North Korea's military parades hold nuclear clues
The latest North Korean military spectacle is expected Thursday.
-- North Korea’s flashy military parades are an opportunity for Supreme Leader Kim Jong Un to show off his latest military technology, and for analysts to speculate on what new threat could lurk inside the big missile tubes on display.
No foreign news media have been invited to this year’s parade, which is expected to take place Thursday.
Any images that surface will come by way of North Korea’s propaganda machine - so there’s no way to tell whether the hardware is real and operational.
But if last year is the guide, there is plenty of evidence to suggest that the big parade will be more than just a show.
Last April, Kim marked the birthday of his grandfather, Kim Il Sung, with a huge procession that, among other things, featured an eight-wheeled launch vehicle bigger than anything seen on the parade route before, along with missile canisters large enough to carry two-stage intercontinental ballistic missiles, the kind with the range to hit the continental United States. Experts speculated about whether anything was inside the canisters or whether North Korea was merely demonstrating it could transport missiles of that size.
On July 4th, a very similar eight-wheel launcher showed up in a North Korean photo said to show Kim watching the launch of a two-stage intercontinental ballistic missile test. That missile reached an altitude of 1,730 miles, which on a different trajectory could have given it the range to hit U.S. military bases in Guam.
North Korea followed up July 28th with another ICBM test, this time reaching a height of 2,300 miles, which on the right trajectory could possibly have reached Washington D.C., 6,800 miles away.

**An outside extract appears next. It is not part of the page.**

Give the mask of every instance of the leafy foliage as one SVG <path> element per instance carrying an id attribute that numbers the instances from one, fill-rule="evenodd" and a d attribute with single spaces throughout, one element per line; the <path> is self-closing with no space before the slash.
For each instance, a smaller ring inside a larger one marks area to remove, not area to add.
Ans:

But those missile launches also showed that U.S. intelligence efforts may not always glean North Korea’s capabilities from what can be seen in its parades. During the April parade, North Korea displayed a new type of missile that U.S. intelligence labeled as the KN-17 and assessed as a single-stage anti-ship missile.
It turned out that North Korea’s first two ICBM launches were carried out by KN-17 missiles paired up with a second stage, a development that caught U.S. officials by surprise.

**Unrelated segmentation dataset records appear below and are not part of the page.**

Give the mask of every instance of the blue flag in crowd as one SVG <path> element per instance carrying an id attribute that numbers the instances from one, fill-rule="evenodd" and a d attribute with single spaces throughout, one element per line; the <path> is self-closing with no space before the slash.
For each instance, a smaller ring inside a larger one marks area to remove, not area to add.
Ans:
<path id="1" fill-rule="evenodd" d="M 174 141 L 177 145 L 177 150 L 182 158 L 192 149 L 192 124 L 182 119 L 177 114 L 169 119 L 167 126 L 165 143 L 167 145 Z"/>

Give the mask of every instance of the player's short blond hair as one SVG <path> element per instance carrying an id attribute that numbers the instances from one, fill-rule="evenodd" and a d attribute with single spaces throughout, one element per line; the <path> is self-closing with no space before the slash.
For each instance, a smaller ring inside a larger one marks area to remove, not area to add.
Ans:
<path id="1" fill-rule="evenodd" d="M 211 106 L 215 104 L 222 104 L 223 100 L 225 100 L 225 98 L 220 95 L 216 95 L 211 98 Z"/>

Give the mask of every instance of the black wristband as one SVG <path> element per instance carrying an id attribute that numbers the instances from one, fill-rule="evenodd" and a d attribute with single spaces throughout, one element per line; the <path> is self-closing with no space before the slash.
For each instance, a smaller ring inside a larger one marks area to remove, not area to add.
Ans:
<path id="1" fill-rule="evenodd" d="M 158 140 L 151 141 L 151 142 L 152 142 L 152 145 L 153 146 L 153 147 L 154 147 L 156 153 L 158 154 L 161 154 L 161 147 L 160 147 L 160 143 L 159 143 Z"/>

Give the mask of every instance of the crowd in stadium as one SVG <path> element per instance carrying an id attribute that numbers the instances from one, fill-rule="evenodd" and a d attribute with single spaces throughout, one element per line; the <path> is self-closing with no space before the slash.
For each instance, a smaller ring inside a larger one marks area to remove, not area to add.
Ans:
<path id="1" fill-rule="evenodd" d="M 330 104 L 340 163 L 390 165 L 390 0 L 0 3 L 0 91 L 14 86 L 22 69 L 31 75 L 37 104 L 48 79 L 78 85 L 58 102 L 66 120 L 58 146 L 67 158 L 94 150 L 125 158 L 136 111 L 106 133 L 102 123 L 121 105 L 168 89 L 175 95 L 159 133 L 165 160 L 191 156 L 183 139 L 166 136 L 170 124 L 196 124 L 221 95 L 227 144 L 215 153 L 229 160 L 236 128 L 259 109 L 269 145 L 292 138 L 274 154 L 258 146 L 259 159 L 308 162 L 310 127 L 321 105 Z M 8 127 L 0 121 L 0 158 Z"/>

And on November 28. Kim claimed another record, sending an ICBM 2,800 miles into the sky, which translates into a potential range of 8,000 miles, more than enough to hit anywhere in the continental United States.
That ICBM was a new large missile, called the Hwasong 15, that North Korea had not been paraded in April and was of a totally different design from that of the ICBM’s launched in July. That indicates North Korea doesn’t always show off all of the missile technologies it’s working on during its annual parades.
Thursday’s anticipated Army Day parade marks the 70th anniversary of founder Kim Il Sung’s 1948 transformation of the revolutionary guerrilla force into a regular army. Depending on what’s on display, and whether it’s real, it could also mark the transformation of Kim Jong Un’s patchy nuclear missile program into a legitimate threat.
ABC News' Luis Martinez contributed to this report.